Gut möglich, dass dieser Name schon in wenigen Jahren wohliges Schaudern hervorrufen wird: In Solitude vereinigen auf ihrem dritten Album SISTER das Beste aus Heavy Metal, Classic Rock und okkulter Geheimniskrämerei.
Text: Björn Springorum
Das einst bestgehütete Rockgeheimnis Schwedens ist keines mehr: Was anfangs unter der Hand herumgereicht
wurde als unpathetische Antwort auf Ghost, hat sich binnen zwei Alben zu einer ernsten Macht im düster-klassischen Metal gemausert, steht seit 2011 entsprechend bei Metal Blade im Stall. Hier erscheint auch SISTER, auf dem die Schweden all den Vorschusslorbeeren gerecht werden. Das angeblich karrieredefinierende dritte Werk ist von einer unheilvollen Melodik, mit der sie sich unsterblich machen könnten. Zeitlos und griffig sind die Stücke, wollen gar keiner Epoche angehören und entfalten einen eigentümlichen Zauber. „Die Stücke griffiger zu gestalten, wie du sagst, war tatsächlich unser Anliegen“, nickt Gitarrist Henrik Palm. „Das zweite Album war aus heutiger Sicht zu überladen, hatte zu lange Stücke.
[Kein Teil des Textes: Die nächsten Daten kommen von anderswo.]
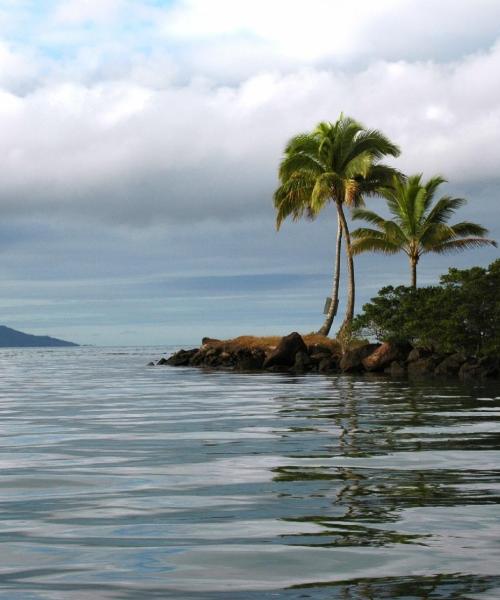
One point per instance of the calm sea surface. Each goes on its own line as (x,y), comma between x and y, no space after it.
(123,481)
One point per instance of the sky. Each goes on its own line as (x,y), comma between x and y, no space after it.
(140,142)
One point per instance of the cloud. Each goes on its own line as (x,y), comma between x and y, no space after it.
(84,11)
(322,29)
(139,153)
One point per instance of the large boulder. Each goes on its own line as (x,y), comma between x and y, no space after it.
(248,359)
(479,369)
(352,360)
(182,358)
(302,362)
(284,354)
(208,341)
(418,353)
(397,369)
(450,365)
(385,355)
(423,367)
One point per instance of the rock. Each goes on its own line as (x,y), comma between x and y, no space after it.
(303,362)
(284,354)
(211,357)
(479,369)
(396,369)
(422,367)
(319,348)
(352,359)
(384,355)
(418,353)
(317,357)
(182,358)
(491,366)
(249,360)
(207,341)
(450,365)
(328,365)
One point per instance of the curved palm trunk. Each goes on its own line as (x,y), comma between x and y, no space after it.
(351,292)
(332,311)
(413,265)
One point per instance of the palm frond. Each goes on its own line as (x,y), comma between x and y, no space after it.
(466,228)
(374,244)
(444,209)
(369,216)
(460,245)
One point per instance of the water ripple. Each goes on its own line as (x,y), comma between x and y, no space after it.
(125,482)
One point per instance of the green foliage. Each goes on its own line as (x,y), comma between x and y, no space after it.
(335,162)
(460,314)
(418,225)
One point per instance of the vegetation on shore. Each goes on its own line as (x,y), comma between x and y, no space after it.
(339,163)
(418,227)
(336,163)
(448,329)
(461,314)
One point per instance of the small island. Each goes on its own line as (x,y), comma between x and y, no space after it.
(447,330)
(11,338)
(450,329)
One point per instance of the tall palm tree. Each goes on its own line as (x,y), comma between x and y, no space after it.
(337,163)
(418,226)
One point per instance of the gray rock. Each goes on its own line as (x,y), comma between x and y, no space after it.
(423,367)
(182,358)
(284,354)
(396,369)
(352,359)
(249,360)
(303,362)
(385,355)
(450,365)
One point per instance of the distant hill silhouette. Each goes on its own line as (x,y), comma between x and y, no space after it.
(10,338)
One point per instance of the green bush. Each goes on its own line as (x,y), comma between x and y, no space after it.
(462,313)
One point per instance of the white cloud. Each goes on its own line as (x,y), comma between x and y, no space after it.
(124,152)
(333,29)
(83,11)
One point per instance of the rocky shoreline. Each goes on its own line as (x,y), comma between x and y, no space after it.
(293,354)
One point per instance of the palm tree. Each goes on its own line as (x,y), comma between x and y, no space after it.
(337,163)
(417,226)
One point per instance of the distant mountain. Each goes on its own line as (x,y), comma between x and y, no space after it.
(10,338)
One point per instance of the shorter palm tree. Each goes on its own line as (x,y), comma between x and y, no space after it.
(417,226)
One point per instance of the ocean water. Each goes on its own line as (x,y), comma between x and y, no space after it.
(123,481)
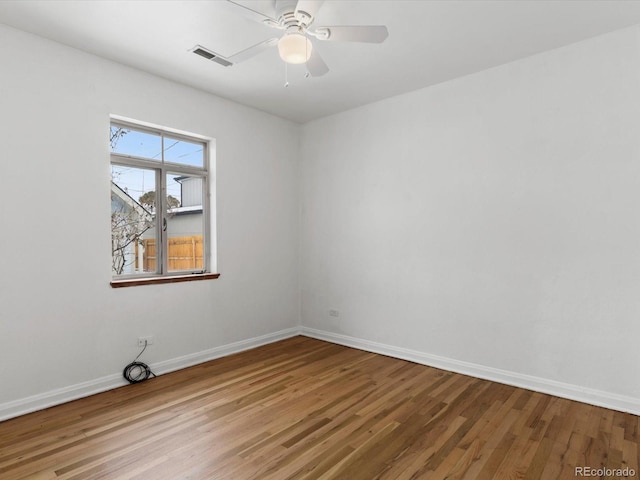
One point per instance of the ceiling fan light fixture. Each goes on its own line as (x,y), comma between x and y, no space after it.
(294,48)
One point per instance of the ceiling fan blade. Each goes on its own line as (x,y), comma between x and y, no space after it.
(309,7)
(252,51)
(364,33)
(316,65)
(254,14)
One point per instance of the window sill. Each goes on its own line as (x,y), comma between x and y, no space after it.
(134,282)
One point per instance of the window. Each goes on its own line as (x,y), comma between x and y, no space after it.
(159,203)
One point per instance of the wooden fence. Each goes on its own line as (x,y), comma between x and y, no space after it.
(185,253)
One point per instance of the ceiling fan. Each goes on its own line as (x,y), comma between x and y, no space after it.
(295,44)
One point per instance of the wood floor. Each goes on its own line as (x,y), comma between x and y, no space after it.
(306,409)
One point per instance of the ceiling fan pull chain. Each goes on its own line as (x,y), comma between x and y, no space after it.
(286,75)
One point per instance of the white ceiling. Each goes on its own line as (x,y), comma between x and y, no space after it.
(430,41)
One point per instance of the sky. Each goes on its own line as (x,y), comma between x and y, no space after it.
(136,181)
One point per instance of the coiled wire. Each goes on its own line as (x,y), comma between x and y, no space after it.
(137,372)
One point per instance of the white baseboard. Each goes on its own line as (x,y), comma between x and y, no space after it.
(66,394)
(572,392)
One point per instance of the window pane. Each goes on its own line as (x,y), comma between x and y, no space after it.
(185,223)
(126,141)
(183,152)
(133,232)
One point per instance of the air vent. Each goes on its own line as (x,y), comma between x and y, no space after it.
(209,55)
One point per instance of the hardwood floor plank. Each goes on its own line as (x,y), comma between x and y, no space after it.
(307,409)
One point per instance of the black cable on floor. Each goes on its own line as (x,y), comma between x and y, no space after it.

Diesmal ließen wir nur unser Bauchgefühl entscheiden.“
Dass dabei so etwas wie SISTER herauskommt, erfreut die spirituellen Nordländer ungemein. Mit einer Produktion, die Henrik als „Mischung aus Black Sabbaths SABOTAGE und Rainbows RISING“ bezeichnet, zielten In Solitude auf ein schrankenloses Metal-Album ab. Dass dabei auch Freunde von Krautrock, Doom und Post Punk auf ihre Kosten kommen, liegt an der originären Aura, die die verwaschene Gitarrenarbeit in Verbindung mit Pelle Åhmans dunklem Gesang erzeugt. Der klingt auf SISTER wie der junge Garm (Ulver, Arcturus) und betet die gewohnt spirituellen Litaneien herunter. Das fängt schon beim Titel des Albums an: „Schon das Wort weckte bei uns allen tief liegende Assoziationen“, äußert sich der Sänger. „Etwas lag in diesem Wort, dem wir unbedingt folgen mussten. Uns war klar, dass es uns irgendwohin führen würde und dass wir dort etwas Besonderes finden würden.“
Was das ist? In Solitude geben sich geheimniskrämerisch. In sich gekehrt sind die neuen Stücke, persönlicher denn je und auf der Suche nach all jenen essentiellen Antworten der Menschheit. Licht und Dunkelheit, Gut und Böse, aber auch unerklärliche Geschehnisse an einem verlassenen Leuchtturm. Deutlicher werden sie nicht, als wiederkehrendes Symbol schleicht sich aber der Tod in viele Stücke. „Der Tod beherrscht alles. Die Art, wie, wann und wo er sich zeigt, übersteigt alles. Es liegt allerdings an dir, ob du dich davor fürchtest oder nicht“, so Pelles Sicht der Singe.
Die Schwester im Albumtitel, der Tod in den Details, biblische Referenzen… kein Wunder, dass In Solitude von jeher einen guten Draht zur Black-Metal-Bewegung haben. So gut, dass Watains Gitarrist Pelle Forsberg in der abschließenden Überhymne ›Inmost Nigredo‹ zu hören ist. „Irgendetwas an seiner Persönlichkeit ist verstörend unerbittlich“, erinnert sich der Namensvetter an die Zusammenarbeit. „Dieser Eindruck spiegelt sich in seinem Gitarrenspiel, das wir in der Nummer verewigen konnten.“ Ein sehr besonderer Auftritt ist auch der von Swans-Sängerin Jarboe. „Ihre Stimme ist eine der beunruhigendsten, schönsten und gruseligsten auf der ganzen Welt“, schwärmt Henrik. „Ihre stimmliche Anwesenheit allein verhilft dem Song zu einer Tiefe, die wir nie hätten erzeugen können.“ Manchmal sind es eben die Nuancen, die ein Meisterwerk ausmachen.